To people coming from languages like JavaScript, OBJECT! is going to seem like it sucks. They'd have a similar shock dealing with C or Java, of course...trying to remove fields from classes/structs.

But this brings back to the point of Redbol's weird "not clearly high level or low level" status. It looks like a high level language, and people want to use it in a script-y and dynamic way. And people can well ask what objects are actually for.

It's kind of disturbing to me that the "user context" and "lib context" are purely additive and grow without bound, with ever-increasing index numbers. They have no natural ordering, and yet they are binding targets. This is very "maplike".

Yet dependence on order is very intrinsic to some applications of contexts. For instance, a frame context must put the arguments for functions in a particular order in order for the C code for a native to find them.
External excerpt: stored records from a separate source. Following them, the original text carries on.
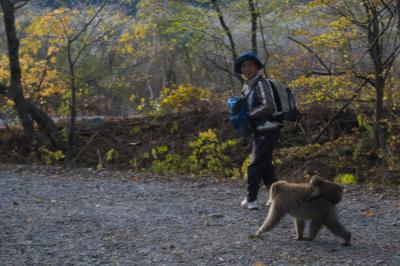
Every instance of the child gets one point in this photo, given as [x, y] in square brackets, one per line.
[261, 108]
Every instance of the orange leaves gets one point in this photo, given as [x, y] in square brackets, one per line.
[369, 213]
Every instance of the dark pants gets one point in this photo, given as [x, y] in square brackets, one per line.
[261, 167]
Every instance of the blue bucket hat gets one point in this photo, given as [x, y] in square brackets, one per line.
[250, 55]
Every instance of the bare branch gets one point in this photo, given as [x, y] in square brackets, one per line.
[313, 53]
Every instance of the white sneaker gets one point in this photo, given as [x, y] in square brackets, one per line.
[249, 205]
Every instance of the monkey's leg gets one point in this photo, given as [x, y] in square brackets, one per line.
[315, 226]
[299, 226]
[333, 224]
[275, 214]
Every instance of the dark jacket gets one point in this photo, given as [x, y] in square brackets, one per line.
[260, 103]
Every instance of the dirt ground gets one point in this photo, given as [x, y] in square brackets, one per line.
[55, 216]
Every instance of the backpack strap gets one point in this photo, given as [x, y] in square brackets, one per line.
[275, 95]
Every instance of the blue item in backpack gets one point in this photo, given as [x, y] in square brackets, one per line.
[238, 114]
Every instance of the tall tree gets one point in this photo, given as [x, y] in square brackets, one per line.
[15, 91]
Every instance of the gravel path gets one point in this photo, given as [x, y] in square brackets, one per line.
[53, 216]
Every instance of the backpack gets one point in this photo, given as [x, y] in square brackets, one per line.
[284, 100]
[285, 105]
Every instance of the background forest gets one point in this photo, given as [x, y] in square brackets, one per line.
[143, 83]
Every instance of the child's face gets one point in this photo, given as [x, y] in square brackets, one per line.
[249, 69]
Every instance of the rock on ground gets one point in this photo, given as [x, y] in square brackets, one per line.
[54, 216]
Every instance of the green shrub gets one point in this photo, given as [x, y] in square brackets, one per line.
[346, 179]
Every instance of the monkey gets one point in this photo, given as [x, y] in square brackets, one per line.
[308, 201]
[331, 191]
[322, 188]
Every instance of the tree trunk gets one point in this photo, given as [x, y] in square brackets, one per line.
[15, 89]
[221, 19]
[375, 50]
[71, 131]
[46, 125]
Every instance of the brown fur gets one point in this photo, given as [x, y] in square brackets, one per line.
[331, 191]
[304, 202]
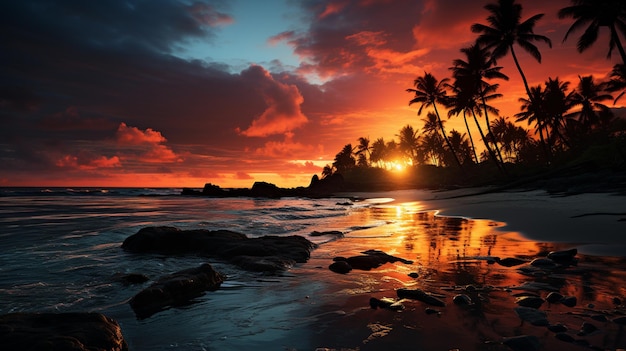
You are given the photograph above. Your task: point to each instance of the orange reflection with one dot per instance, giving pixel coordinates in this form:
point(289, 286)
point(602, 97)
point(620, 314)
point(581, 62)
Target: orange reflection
point(455, 255)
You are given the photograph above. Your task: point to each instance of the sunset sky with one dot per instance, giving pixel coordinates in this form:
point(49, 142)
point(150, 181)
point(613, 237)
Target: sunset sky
point(181, 93)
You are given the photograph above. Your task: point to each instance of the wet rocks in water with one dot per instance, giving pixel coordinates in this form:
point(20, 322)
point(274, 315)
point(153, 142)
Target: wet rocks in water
point(462, 299)
point(557, 328)
point(386, 303)
point(587, 328)
point(554, 297)
point(369, 260)
point(341, 267)
point(60, 331)
point(420, 295)
point(175, 290)
point(569, 301)
point(564, 256)
point(268, 254)
point(510, 261)
point(532, 315)
point(529, 301)
point(523, 343)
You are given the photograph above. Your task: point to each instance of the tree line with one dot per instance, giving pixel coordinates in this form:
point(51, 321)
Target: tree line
point(564, 120)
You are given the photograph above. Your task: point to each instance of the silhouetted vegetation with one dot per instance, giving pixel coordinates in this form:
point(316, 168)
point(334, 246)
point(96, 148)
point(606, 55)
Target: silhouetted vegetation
point(571, 127)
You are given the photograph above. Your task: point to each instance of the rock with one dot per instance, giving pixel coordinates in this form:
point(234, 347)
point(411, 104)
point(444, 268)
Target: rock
point(569, 301)
point(564, 337)
point(386, 303)
point(336, 233)
point(529, 301)
point(268, 254)
point(554, 297)
point(341, 267)
point(175, 290)
point(532, 315)
point(543, 263)
point(557, 328)
point(462, 299)
point(510, 261)
point(523, 343)
point(370, 260)
point(620, 320)
point(420, 295)
point(587, 328)
point(564, 256)
point(60, 331)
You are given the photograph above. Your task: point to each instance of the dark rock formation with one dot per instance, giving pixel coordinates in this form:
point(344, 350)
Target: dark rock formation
point(324, 187)
point(265, 254)
point(176, 289)
point(60, 331)
point(370, 260)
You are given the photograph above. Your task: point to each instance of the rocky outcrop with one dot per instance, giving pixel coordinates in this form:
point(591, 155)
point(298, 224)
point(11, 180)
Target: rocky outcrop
point(60, 331)
point(268, 254)
point(369, 260)
point(317, 188)
point(176, 289)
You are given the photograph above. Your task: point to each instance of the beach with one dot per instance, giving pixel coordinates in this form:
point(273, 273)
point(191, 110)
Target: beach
point(62, 253)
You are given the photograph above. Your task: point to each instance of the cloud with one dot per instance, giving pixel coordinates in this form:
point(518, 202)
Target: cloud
point(283, 113)
point(134, 136)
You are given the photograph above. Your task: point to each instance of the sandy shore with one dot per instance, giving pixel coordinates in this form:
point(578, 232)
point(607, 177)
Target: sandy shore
point(455, 256)
point(594, 221)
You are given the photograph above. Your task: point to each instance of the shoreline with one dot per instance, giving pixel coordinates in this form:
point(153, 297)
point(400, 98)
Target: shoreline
point(536, 214)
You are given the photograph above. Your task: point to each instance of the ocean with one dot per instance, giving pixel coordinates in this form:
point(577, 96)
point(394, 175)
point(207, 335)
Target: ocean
point(61, 252)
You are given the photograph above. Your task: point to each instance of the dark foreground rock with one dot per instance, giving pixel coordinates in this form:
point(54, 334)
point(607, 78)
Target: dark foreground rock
point(369, 260)
point(60, 331)
point(269, 254)
point(176, 289)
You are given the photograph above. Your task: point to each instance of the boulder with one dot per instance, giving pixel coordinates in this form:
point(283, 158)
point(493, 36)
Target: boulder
point(268, 254)
point(60, 331)
point(176, 289)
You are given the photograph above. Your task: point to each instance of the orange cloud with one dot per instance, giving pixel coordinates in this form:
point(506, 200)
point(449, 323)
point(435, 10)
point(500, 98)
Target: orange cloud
point(283, 113)
point(69, 161)
point(134, 136)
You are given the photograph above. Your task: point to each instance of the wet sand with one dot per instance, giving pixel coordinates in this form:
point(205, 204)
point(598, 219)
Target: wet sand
point(456, 255)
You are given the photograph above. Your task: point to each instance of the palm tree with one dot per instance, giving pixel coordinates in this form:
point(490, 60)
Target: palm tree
point(409, 143)
point(363, 152)
point(344, 161)
point(505, 30)
point(532, 111)
point(430, 92)
point(595, 14)
point(470, 85)
point(556, 102)
point(589, 96)
point(378, 152)
point(617, 81)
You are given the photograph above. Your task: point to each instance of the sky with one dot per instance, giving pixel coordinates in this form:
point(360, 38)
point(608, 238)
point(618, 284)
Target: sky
point(179, 93)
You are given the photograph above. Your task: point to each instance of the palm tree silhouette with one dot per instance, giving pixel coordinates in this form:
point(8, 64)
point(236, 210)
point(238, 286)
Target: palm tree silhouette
point(471, 87)
point(533, 111)
point(363, 152)
point(589, 96)
point(430, 92)
point(595, 14)
point(409, 143)
point(505, 30)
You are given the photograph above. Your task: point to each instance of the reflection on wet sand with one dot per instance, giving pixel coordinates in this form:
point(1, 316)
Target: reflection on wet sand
point(502, 290)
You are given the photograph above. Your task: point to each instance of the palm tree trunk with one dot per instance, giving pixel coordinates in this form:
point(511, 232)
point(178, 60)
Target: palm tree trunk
point(620, 48)
point(495, 143)
point(489, 150)
point(470, 136)
point(445, 137)
point(519, 68)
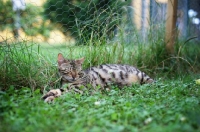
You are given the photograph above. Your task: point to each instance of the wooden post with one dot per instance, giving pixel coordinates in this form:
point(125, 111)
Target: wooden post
point(171, 25)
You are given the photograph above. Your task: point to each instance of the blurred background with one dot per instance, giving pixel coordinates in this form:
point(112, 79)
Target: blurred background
point(73, 22)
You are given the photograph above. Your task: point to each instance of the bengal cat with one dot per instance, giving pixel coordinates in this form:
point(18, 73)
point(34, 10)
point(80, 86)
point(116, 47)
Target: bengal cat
point(73, 77)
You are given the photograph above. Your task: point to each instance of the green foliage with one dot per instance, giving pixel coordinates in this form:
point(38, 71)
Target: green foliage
point(32, 22)
point(22, 66)
point(164, 106)
point(6, 17)
point(87, 19)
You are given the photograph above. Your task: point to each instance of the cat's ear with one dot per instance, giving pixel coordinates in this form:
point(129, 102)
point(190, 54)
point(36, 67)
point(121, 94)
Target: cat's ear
point(61, 59)
point(80, 61)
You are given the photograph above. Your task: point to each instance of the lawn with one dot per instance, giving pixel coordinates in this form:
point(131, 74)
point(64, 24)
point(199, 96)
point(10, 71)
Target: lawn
point(170, 104)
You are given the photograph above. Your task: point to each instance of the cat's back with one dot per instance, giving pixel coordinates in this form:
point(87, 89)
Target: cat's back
point(117, 73)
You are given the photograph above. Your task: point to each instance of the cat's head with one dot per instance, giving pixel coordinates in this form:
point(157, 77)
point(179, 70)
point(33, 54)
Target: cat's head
point(70, 70)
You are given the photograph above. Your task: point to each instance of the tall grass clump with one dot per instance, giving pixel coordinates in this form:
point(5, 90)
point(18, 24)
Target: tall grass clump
point(23, 66)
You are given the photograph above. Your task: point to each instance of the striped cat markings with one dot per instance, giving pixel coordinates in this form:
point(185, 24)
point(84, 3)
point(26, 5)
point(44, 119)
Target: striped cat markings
point(74, 78)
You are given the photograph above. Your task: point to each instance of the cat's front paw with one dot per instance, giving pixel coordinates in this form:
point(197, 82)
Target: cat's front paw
point(51, 95)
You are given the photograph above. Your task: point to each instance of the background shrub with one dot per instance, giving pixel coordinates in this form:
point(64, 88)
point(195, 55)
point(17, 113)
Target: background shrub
point(87, 19)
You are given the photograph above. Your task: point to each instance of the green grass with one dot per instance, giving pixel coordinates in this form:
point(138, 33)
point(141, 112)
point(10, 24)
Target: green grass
point(172, 104)
point(165, 106)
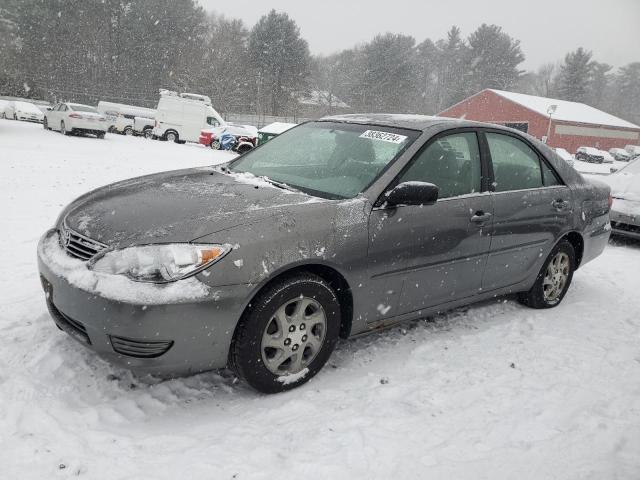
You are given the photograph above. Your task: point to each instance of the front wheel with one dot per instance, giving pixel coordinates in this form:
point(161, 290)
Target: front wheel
point(554, 278)
point(287, 334)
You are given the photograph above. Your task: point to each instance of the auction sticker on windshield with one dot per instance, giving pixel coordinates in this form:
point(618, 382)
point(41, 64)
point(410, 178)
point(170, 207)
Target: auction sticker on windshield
point(384, 136)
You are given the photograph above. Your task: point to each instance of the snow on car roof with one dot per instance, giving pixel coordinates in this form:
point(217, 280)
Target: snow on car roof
point(276, 128)
point(566, 111)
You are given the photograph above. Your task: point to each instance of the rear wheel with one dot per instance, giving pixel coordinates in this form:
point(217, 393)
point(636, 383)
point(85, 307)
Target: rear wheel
point(287, 334)
point(554, 278)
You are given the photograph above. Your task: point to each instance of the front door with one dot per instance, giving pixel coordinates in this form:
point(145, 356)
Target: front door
point(531, 208)
point(436, 252)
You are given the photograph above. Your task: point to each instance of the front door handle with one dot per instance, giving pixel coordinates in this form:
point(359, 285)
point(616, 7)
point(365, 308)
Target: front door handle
point(560, 204)
point(480, 217)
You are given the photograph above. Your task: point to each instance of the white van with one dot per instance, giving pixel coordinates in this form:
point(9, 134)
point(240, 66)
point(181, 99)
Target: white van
point(181, 117)
point(121, 116)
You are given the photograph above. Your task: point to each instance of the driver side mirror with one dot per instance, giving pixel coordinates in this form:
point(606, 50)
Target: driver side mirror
point(413, 193)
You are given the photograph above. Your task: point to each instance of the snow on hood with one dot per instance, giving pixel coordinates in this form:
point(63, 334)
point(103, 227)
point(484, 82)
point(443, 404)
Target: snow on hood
point(116, 287)
point(177, 206)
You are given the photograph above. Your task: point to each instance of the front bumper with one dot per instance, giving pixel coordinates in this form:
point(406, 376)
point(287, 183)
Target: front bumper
point(168, 340)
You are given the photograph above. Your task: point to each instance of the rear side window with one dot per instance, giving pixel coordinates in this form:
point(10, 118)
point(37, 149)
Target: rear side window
point(516, 166)
point(452, 163)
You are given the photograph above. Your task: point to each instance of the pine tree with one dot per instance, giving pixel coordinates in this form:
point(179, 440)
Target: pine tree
point(575, 75)
point(493, 59)
point(281, 62)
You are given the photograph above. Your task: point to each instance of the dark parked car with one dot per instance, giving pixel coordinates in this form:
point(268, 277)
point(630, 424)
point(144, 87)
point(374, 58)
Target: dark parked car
point(335, 228)
point(589, 154)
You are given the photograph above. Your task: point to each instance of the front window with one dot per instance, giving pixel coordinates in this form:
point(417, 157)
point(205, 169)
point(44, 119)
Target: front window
point(452, 163)
point(327, 159)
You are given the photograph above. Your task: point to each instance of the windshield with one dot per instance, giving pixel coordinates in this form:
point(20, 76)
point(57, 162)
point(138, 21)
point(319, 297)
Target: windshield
point(83, 108)
point(326, 159)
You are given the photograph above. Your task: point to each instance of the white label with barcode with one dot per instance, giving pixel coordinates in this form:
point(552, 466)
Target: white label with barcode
point(384, 136)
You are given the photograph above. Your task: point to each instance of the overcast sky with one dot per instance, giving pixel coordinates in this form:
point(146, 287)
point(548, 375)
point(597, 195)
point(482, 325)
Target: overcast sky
point(547, 29)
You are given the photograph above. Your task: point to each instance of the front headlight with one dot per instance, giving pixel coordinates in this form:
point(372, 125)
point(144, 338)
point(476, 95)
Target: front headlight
point(160, 263)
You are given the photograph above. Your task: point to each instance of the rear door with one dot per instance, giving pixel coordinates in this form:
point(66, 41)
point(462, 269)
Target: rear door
point(436, 252)
point(531, 209)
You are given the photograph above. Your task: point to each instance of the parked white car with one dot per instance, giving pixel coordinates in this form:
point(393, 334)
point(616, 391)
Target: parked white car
point(181, 117)
point(625, 190)
point(70, 118)
point(607, 157)
point(633, 150)
point(565, 155)
point(143, 126)
point(24, 111)
point(620, 154)
point(3, 105)
point(120, 117)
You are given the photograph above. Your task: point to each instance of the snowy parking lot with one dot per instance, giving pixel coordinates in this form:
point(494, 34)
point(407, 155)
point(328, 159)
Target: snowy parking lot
point(492, 391)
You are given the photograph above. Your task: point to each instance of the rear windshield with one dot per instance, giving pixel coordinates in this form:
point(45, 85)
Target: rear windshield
point(327, 159)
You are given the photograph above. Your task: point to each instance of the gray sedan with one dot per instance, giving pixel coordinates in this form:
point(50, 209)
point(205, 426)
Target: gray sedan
point(336, 228)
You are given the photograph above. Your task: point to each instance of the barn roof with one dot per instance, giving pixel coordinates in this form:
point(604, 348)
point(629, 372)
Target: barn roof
point(566, 111)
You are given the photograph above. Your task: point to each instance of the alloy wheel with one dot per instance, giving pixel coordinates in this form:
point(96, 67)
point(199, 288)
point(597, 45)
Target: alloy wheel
point(556, 277)
point(293, 336)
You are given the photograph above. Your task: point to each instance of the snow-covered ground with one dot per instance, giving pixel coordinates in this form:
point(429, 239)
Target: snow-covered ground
point(495, 391)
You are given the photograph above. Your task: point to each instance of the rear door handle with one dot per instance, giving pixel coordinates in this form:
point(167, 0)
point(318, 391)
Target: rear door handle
point(560, 204)
point(480, 217)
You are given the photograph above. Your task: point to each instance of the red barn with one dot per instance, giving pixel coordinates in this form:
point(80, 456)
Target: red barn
point(570, 125)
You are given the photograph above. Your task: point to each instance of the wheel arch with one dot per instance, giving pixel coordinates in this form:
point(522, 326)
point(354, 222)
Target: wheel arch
point(577, 242)
point(329, 274)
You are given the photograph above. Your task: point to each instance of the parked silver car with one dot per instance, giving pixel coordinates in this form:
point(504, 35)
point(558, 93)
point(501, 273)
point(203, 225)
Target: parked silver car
point(73, 118)
point(335, 228)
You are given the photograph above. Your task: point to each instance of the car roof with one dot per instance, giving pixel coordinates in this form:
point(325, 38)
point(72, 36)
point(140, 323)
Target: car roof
point(408, 121)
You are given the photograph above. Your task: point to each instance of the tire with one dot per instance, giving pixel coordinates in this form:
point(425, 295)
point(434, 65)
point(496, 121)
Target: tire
point(171, 137)
point(279, 316)
point(554, 278)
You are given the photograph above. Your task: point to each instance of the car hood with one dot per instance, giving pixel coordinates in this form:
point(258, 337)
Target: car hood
point(177, 206)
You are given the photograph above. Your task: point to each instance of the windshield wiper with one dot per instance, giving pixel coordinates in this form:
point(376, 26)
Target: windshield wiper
point(281, 185)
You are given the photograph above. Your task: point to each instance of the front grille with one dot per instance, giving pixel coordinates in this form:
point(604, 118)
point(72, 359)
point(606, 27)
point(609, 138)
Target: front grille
point(79, 246)
point(67, 323)
point(139, 348)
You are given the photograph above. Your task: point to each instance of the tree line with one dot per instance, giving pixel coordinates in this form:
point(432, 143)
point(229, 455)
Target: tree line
point(126, 51)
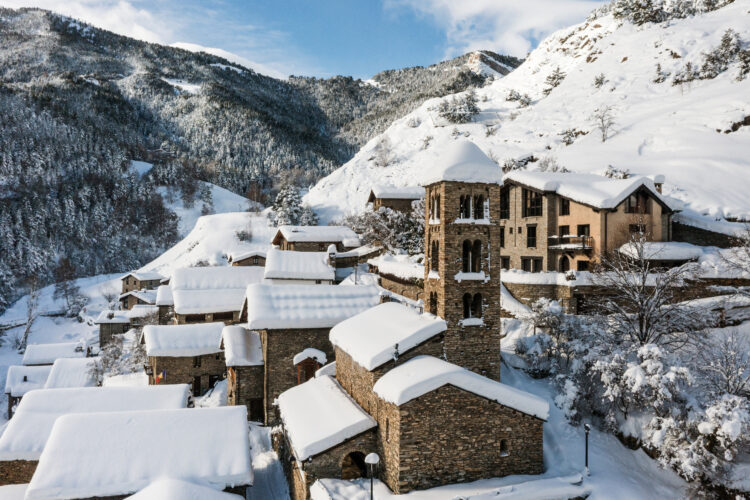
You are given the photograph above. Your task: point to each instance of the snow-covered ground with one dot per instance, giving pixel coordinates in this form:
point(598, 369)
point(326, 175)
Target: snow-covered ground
point(661, 128)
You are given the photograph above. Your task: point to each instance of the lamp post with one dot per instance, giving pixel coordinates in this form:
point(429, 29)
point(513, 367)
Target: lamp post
point(372, 461)
point(587, 428)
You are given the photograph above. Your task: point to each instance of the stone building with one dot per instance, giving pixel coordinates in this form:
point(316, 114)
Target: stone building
point(140, 280)
point(431, 422)
point(292, 318)
point(395, 198)
point(551, 221)
point(462, 255)
point(244, 359)
point(185, 354)
point(315, 238)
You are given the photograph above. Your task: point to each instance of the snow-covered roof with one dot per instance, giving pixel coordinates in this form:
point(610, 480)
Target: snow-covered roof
point(282, 264)
point(36, 376)
point(200, 290)
point(314, 234)
point(397, 193)
point(119, 453)
point(305, 306)
point(71, 372)
point(27, 431)
point(46, 354)
point(143, 275)
point(663, 250)
point(242, 347)
point(178, 489)
point(164, 296)
point(463, 161)
point(590, 189)
point(183, 340)
point(370, 337)
point(310, 352)
point(424, 374)
point(336, 417)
The system object order is known to the C code as well, for poking and pulling values out.

Also, virtual binding has built even further on this notion of "objects can only grow". Because if objects were allowed to remove or add keys freely, this would mean caches of which things were found or not in a virtual bind would be unreliable.

So being able to rearrange objects would mean more complex code, less reliable invariants (to build performance and features on), and the resulting OBJECT! still probably wouldn't make people all that happy since it couldn't use arbitrary string keys. A more dynamic form of object would still be a bad choice for JSON since only legal words could be keys.

Making all of this further agonizing is that we can't just throw the usual tools at the problem. This is C code with an esoteric ruleset layered on top of it. So building any of these fancier structures (hidden classes/etc.) is much more arduous than it would be for someone who could pull from a box of parts.

I think the strongest argument for not mucking with the nature of OBJECT! is that no one's going to like it anyway as a generic key->value tool if its keys are limited to WORD!. So you'd wreck a bunch of the feature space that actually make the language unique, and add complexity in the process.

I've already said I think there needs to be pushback to using BLOCK!s, and leveraging the strengths of the language. To me, pushing for source-level maps and getting away from relationships you can enumerate in order where you can manipulate and REDUCE and COMPOSE is like if you're making a spreadsheet and you're gradually turning it into a database that's not your core competency...and doing a bad job of it, losing sight of getting people to solve problems in a "spreadsheet way".